How to add arguments to constructor of BCryptPasswordEncoder to make it stronger?

Question

I have bCryptPasswordEncoder implemented on my spirngsecurity, at present I am using its simple constructor without any argument, how can I make it stronger?

Following this question, I tried to use random and 512 as its strength but it does not find the declared namespace.

 <beans:beans xmlns='http://www.springframework.org/schema/security' 
                 xmlns:beans='http://www.springframework.org/schema/beans' 
                 xmlns:xsi='http://www.w3.org/2001/XMLSchema-instance' 
                 xsi:schemaLocation='http://www.springframework.org/schema/beans 
        http://www.springframework.org/schema/beans/spring-beans-3.1.xsd
        http://www.springframework.org/schema/security
        http://www.springframework.org/schema/security/spring-security-3.1.xsd'
    xmlns:c='http://www.springframework.org/schema/c'>

    .....
    </authentication-manager> 
    <beans:bean id='bCryptPasswordEncoder' class='org.springframework.security.crypto.bcrypt.BCryptPasswordEncoder' c:strength="512" c:random="20"/>
    </beans:bean>

My code

    SecureRandom random = new SecureRandom();
    byte bytes[] = new byte[20];
    random.nextBytes(bytes);
    PasswordEncoder passwordEncoder = new BCryptPasswordEncoder(512, random);
    String digest = passwordEncoder.encode(rawPassword);
    System.our.println(digest);

Error is as following

    Error: File not found in the specified address : http://www.springframework.org/schema/c

pom.xml

<dependency>
            <groupId>org.springframework</groupId>
            <artifactId>spring-webmvc</artifactId>
            <version>3.1.1.RELEASE</version>
        </dependency>
        <dependency>
            <groupId>org.springframework.security</groupId>
            <artifactId>spring-security-web</artifactId>
            <version>3.1.1.RELEASE</version>
        </dependency>
        <dependency>
            <groupId>org.springframework.security</groupId>
            <artifactId>spring-security-core</artifactId>
            <version>3.1.4.RELEASE</version>
        </dependency>
        <dependency>
            <groupId>org.springframework.security</groupId>
            <artifactId>spring-security-taglibs</artifactId>
            <version>3.1.1.RELEASE</version>
        </dependency>
        <dependency>
            <groupId>org.springframework.security</groupId>
            <artifactId>spring-security-config</artifactId>
            <version>3.1.1.RELEASE</version>
        </dependency>

Answer 1

You are missing the schemaLocation declaration for the 'c' schema. Just remove it and use a plain bean declaration:

<beans:bean id='bCryptPasswordEncoder' class='org.springframework.security.crypto.bcrypt.BCryptPasswordEncoder'>
    <beans:constructor-arg value="12" />
</beans:bean>

You should probably read up on BCrypt before trying to configure it to "make it stronger", and also be able to explain why the default isn't strong enough for your requirements. The strength parameter is logarithmic, and defaults to 10. Each time you increment it you double the amount of work needed, and the time your app will take to check a password. So a value of 512 doesn't make any sense. If you supply a value greater than 31 you will get an error.

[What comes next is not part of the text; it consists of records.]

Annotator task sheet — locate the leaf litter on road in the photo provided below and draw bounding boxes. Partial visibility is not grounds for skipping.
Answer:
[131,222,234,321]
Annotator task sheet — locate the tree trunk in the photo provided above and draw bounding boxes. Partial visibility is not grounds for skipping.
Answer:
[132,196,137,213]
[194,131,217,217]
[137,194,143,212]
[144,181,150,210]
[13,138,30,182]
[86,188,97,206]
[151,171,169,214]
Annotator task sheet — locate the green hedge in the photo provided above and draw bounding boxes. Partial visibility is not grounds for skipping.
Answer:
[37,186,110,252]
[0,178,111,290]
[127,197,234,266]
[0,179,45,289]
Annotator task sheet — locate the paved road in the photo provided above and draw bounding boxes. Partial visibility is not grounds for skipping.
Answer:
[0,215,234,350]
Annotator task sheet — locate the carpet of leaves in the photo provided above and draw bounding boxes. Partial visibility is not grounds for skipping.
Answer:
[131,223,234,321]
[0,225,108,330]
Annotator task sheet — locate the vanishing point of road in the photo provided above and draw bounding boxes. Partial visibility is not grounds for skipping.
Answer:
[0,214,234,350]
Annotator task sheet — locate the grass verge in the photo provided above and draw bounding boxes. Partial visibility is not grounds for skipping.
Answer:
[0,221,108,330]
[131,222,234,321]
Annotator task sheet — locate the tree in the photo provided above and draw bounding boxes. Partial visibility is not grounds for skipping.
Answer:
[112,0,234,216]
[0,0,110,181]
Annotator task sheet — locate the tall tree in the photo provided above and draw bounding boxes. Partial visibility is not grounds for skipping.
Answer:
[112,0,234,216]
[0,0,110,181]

Also, I don't know why you are string to set the random instance to 20 in your XML configuration. That argument has to be a SecureRandom instance, so you should probably remove that.

Answer 2

The BCryptPasswordEncoder API documentation is a bit lacking on the input parameters.

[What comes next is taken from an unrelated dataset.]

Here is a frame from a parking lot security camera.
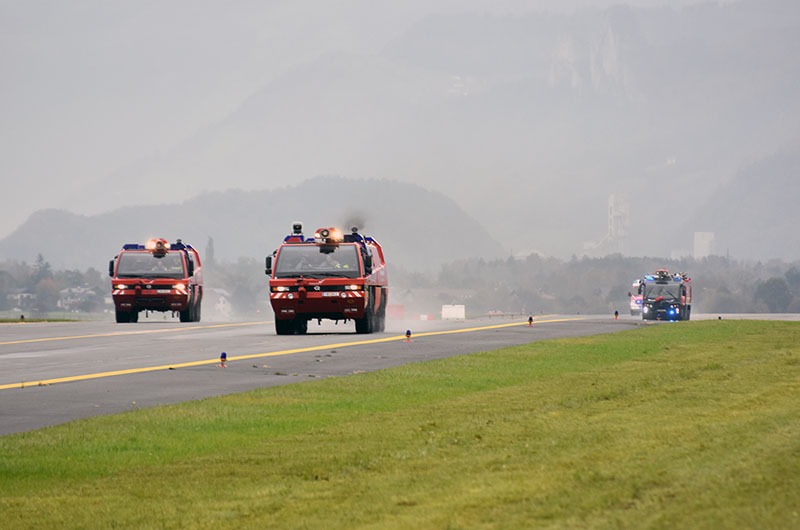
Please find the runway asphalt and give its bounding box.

Regarding "strength" it mentions that this is "the log rounds to use" and defaults to 10. The source adds that this number is "the log2 of the number of rounds of hashing to apply - the work factor therefore increases as 2**log_rounds".

Regarding the "SecureRandom" parameter the source only says "an instance of SecureRandom to use" and it can be seen that if one isn't supplied Spring Security instantiates one of it's own with "new SecureRandom()". It then does "byte rnd[] = new byte[BCRYPT_SALT_LEN];" where BCRYPT_SALT_LEN is 16 and feeds rnd to random with "random.nextBytes(rnd);". SecureRandom is a CSPRNG (Cryptographically Secure Pseudo-Random Number Generator) and the only thing you can change about it is the seed value. The biggest factor in seeding is uniqueness.

As an actual answer to the question, aside from the missing schemaLocation, to strengthen the encoding you would increase the "strength" to a higher number, 31 being the max, but for the most part the default of 10 should suit most users needs. You could also provide your own instance of SecureRandom but I doubt there is any advantage over allowing Spring to handle that for you.